ATA/245/2022 du 08.03.2022 ( AIDSO ) , ADMIS

En fait
En droit
RÉPUBLIQUE ET CANTON DE GENÈVE

 

POUVOIR JUDICIAIRE

A/3861/2021-AIDSO ATA/245/2022

COUR DE JUSTICE

Chambre administrative

Arrêt du 8 mars 2022

2ème section

 

dans la cause

 

Madame A______
représentée par Me Catarina Monteiro Santos, avocate

contre

HOSPICE GÉNÉRAL



EN FAIT

1) Madame A______ a bénéficié de l’aide financière de l’Hospice général du 1er novembre 2017 au 30 septembre 2019.

2) Lors de sa demande de prestations, signée le 19 novembre 2017, elle a indiqué être domiciliée chez ses grands-parents au ______ rue B______ à Genève et n’a fait état d’aucune charge de loyer. Elle a signé le document intitulé « Mon engagement en demandant une aide financière à l'Hospice général » par lequel elle s'est engagée, notamment, à donner immédiatement et spontanément à celui-ci toute pièce nécessaire à l’établissement de sa situation personnelle, familiale et économique, en particulier de l’informer immédiatement et spontanément de tout fait nouveau de nature à entraîner la modification du montant des prestations d’aide financière.

3) Selon l’hospice, lors d’un entretien téléphonique du 1er février 2019, Mme A______ a indiqué à son assistante sociale qu’elle avait quitté le domicile de son grand-père et dormait chez un ami d’enfance, dont elle n’a précisé ni le nom ni l’adresse. Elle n’a pas fait état d’un loyer. Les prestations d’aide financière ont donc été recalculées en tenant compte d’un cohabitant (en lieu et place d’une communauté de majeurs).

4) Lors d’un entretien téléphonique du 10 juillet 2019, Mme A______ a indiqué à son assistante sociale qu’elle était à l’étranger. L’hospice a par la suite appris que Mme A______ effectuait un stage linguistique à Toronto.

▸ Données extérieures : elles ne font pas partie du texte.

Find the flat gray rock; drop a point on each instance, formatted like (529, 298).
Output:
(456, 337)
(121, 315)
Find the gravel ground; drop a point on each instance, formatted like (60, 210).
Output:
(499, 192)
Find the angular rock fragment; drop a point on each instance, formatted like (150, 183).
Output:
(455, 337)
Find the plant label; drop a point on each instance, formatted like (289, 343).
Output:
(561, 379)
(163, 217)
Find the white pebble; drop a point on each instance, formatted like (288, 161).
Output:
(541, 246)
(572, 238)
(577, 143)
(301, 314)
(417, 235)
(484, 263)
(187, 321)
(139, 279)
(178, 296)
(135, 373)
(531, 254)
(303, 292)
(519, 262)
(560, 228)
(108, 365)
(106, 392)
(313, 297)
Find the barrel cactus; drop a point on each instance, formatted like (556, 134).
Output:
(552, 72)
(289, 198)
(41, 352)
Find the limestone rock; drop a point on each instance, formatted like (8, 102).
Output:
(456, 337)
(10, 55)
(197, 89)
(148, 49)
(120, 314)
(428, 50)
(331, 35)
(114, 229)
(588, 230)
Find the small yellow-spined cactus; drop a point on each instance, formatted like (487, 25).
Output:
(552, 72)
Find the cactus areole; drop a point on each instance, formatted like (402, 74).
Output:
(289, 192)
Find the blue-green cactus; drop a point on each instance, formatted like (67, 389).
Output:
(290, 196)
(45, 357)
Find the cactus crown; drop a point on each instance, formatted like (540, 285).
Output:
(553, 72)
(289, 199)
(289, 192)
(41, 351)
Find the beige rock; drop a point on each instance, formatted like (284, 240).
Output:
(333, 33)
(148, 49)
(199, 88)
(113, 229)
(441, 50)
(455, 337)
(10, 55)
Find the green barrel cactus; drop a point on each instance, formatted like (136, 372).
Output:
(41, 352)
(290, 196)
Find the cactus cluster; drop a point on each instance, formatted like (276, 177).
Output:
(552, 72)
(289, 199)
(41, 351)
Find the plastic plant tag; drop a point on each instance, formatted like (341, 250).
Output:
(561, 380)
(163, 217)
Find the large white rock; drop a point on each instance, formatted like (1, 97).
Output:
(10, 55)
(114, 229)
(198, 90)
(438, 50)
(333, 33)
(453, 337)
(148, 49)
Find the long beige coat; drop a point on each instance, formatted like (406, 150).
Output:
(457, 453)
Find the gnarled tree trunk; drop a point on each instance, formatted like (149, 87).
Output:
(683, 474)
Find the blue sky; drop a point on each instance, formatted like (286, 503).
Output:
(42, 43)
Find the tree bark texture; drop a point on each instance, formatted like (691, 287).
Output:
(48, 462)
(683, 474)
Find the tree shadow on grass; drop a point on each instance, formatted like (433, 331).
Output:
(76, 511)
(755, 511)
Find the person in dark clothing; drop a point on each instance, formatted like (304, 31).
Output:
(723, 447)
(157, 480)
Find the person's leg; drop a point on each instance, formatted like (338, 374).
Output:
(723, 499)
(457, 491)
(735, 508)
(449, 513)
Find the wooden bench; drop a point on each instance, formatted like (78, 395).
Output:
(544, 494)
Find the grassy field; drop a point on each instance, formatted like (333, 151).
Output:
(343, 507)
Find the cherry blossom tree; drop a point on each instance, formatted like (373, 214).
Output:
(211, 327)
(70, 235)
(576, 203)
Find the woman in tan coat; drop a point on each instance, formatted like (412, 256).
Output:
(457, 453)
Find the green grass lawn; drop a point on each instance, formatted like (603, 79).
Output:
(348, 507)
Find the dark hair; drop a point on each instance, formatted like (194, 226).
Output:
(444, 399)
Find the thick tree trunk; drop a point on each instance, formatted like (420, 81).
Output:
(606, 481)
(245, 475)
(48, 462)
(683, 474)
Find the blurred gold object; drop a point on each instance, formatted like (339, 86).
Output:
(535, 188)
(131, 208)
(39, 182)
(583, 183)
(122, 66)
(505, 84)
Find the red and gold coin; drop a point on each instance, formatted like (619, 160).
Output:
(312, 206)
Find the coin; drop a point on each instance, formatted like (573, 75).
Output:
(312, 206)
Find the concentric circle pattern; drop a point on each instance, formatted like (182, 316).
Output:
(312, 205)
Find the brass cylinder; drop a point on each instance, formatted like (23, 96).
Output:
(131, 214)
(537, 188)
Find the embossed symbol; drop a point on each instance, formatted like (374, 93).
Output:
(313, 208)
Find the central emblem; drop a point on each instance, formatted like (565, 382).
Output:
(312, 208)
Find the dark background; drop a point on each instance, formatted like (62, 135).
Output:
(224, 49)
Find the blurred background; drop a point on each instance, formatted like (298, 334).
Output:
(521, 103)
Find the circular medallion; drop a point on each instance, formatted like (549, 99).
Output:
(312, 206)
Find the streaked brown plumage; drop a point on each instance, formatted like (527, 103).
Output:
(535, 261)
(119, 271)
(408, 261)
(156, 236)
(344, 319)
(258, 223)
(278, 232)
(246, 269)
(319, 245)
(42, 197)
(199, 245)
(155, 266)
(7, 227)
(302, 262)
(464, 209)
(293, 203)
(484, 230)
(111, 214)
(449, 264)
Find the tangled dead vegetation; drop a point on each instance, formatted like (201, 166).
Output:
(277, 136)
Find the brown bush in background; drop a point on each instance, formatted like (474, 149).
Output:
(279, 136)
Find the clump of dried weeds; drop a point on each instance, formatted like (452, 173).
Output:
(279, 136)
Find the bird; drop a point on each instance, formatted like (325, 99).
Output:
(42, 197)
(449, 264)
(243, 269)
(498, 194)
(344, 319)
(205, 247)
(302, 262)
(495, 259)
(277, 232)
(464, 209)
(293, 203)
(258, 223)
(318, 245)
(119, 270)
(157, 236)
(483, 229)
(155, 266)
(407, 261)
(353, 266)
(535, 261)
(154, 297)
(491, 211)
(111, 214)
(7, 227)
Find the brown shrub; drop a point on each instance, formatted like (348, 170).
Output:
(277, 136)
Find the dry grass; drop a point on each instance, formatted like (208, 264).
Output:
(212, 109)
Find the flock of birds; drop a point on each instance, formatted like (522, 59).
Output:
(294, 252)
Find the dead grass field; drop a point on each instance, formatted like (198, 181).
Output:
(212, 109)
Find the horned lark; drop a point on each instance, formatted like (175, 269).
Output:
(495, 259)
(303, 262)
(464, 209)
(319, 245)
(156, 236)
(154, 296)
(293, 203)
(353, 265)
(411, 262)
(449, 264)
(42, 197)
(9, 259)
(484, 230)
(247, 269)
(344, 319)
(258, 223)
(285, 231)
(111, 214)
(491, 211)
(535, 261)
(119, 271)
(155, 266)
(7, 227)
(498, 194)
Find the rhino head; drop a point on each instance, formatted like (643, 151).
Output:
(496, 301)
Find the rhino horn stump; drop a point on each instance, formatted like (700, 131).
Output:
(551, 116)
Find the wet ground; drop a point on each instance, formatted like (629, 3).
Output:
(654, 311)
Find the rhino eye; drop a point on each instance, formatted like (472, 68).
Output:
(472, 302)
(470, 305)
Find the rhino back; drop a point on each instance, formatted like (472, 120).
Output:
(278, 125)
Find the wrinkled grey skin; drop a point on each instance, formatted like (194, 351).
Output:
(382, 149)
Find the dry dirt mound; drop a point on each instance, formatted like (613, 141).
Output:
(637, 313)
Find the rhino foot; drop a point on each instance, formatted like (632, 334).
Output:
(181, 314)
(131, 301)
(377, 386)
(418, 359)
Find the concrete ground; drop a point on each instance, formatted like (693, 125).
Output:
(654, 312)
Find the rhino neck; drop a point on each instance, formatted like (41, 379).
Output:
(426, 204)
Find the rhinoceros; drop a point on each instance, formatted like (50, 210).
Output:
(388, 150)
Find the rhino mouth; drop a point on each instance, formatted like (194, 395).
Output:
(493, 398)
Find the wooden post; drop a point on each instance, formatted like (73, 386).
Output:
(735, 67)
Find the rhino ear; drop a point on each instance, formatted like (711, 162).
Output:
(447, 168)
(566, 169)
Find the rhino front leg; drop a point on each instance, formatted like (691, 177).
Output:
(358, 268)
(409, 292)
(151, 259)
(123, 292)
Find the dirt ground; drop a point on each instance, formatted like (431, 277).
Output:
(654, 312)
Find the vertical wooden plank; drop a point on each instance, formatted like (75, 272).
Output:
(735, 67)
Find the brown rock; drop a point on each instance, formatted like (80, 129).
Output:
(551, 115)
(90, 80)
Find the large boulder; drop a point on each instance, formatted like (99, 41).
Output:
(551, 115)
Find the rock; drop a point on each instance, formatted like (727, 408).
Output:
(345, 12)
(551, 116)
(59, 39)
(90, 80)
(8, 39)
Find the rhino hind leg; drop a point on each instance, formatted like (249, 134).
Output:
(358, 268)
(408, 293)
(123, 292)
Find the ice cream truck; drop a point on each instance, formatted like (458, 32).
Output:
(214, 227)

5) Après plusieurs appels téléphoniques restés vains, l’assistante sociale a laissé un message téléphonique à Mme A______, le 26 juillet 2019, la priant de la rappeler.

6) Le 18 septembre 2019, le grand-père de l’intéressée s’est présenté au guichet de l’office cantonal des assurances sociales (ci-après : OCAS) en indiquant qu’elle n’était pas domiciliée chez lui et s’était domiciliée à son adresse auprès de l’office cantonal de la population et des migrations (ci-après : OCPM) à son insu. Elle vivait en France, à Ville-la-Grand. L’OCAS a transmis cette information à l’hospice.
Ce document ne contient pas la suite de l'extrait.